Western Wedding Horse Tips

Western Wedding Horse Tips

Posted by SilverCanyon Admin on

Thinking about adding horses to your wedding?

Including a horse in your ceremony can be a terrific idea. However, we suggest some advance planning and the following guidelines to ensure the health and well being of your horse(s) and the safety of your guests.

Choose calm and seasoned mounts:
Horses evolved as prey animals, meaning they flee first and ask questions later. While this behavior helps them survive in the wild, it will wreak havoc on a wedding. Scour your area for bombproof horses, such as those used in horse shows, parades, drill teams and exhibitions. These animals are least likely to react to all the activity at a wedding. Aged geldings (15 years old and up) usually make the calmest mount. Avoid stallions whose dominant behavior and unpredictability make them risky. Be sure to ask guests to avoid standing within 7 to 10 feet of the horses’ hindquarters to avoid an accidental kick. Remind parents of young children to watch them closely, for children are curious and are likely to wander towards the horse(s) and don't necessarily know how to act around horses.
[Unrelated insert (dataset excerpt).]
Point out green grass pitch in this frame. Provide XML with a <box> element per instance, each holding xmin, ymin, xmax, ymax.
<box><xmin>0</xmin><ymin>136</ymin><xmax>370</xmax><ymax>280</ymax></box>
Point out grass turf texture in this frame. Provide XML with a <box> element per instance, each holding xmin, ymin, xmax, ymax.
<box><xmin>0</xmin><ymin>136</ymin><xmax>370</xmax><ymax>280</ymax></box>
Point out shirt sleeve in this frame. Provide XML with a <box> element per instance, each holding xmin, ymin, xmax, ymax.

Make sure the horses get along:
Horses can have a strong first impression of other horses, both positive and negative. So, introduce the horses well before your wedding. Watch for any behavior that might indicate bad chemistry, such as pinned ears, swishing tails and attempts to nip or kick. If the selected horses won't stand together patiently, replace one or all of them until you have horses that will.

Hire an experienced horse handler:
Hire at least one experienced horse person as your handler. He or she can prepare the horses beforehand, and control them during the ceremony and lastly get them to their trailer quickly after the ceremony has been completed.

Have a dress rehearsal with the horses:
Well before your wedding day, have a dry run with the horses. Use any horse adornments you plan to use such as mane or tail flowers. Wear something resembling the drape of your wedding clothes. If you have any stimuli that may be foreign to the horses expose them to it during this rehearsal.

Keep the ceremony short:
Horses are short on patience for standing still. Try to keep the ceremony to less than 15 minutes. Also keep items that may spook a horse to a minimum. For example, balloons, throwing rice, loud music, and billowy tents are a few to be avoided.

Check your tack:
Replace any worn, weakened or split leather. If you buy tack, make sure it fits. Also try out any new saddle pads for fit, comfort, and look.

Consider a horse drawn carriage
If you're not sure whether your horse handling ability will get you down the aisle, a horse drawn carriage may be a better alternative. Find a company that specializes in renting horse carriages and supplies a professional horseperson to drive and handle the horse(s).

Keep the horses happy:
The day of the ceremony, make sure the handler exercises, feeds and waters the horses to help keep them happy, healthy and calm. Have a generous supply of fly repellent and have it applied just before the ceremony to keep the horse’s tails and feet still. After the ceremony it's best to have the horses returned home immediately.

Don't offer "pony rides" to kids:
If someone gets hurt it will disrupt your joyous day and you may be liable for their medical treatment.

Avoid a grassy site:
It may be romantic, but the grass looks like lunch to the horse. Choose a wedding site with soft dirt or close cut grass footing, and keep your wedding flowers out of the horses way as well!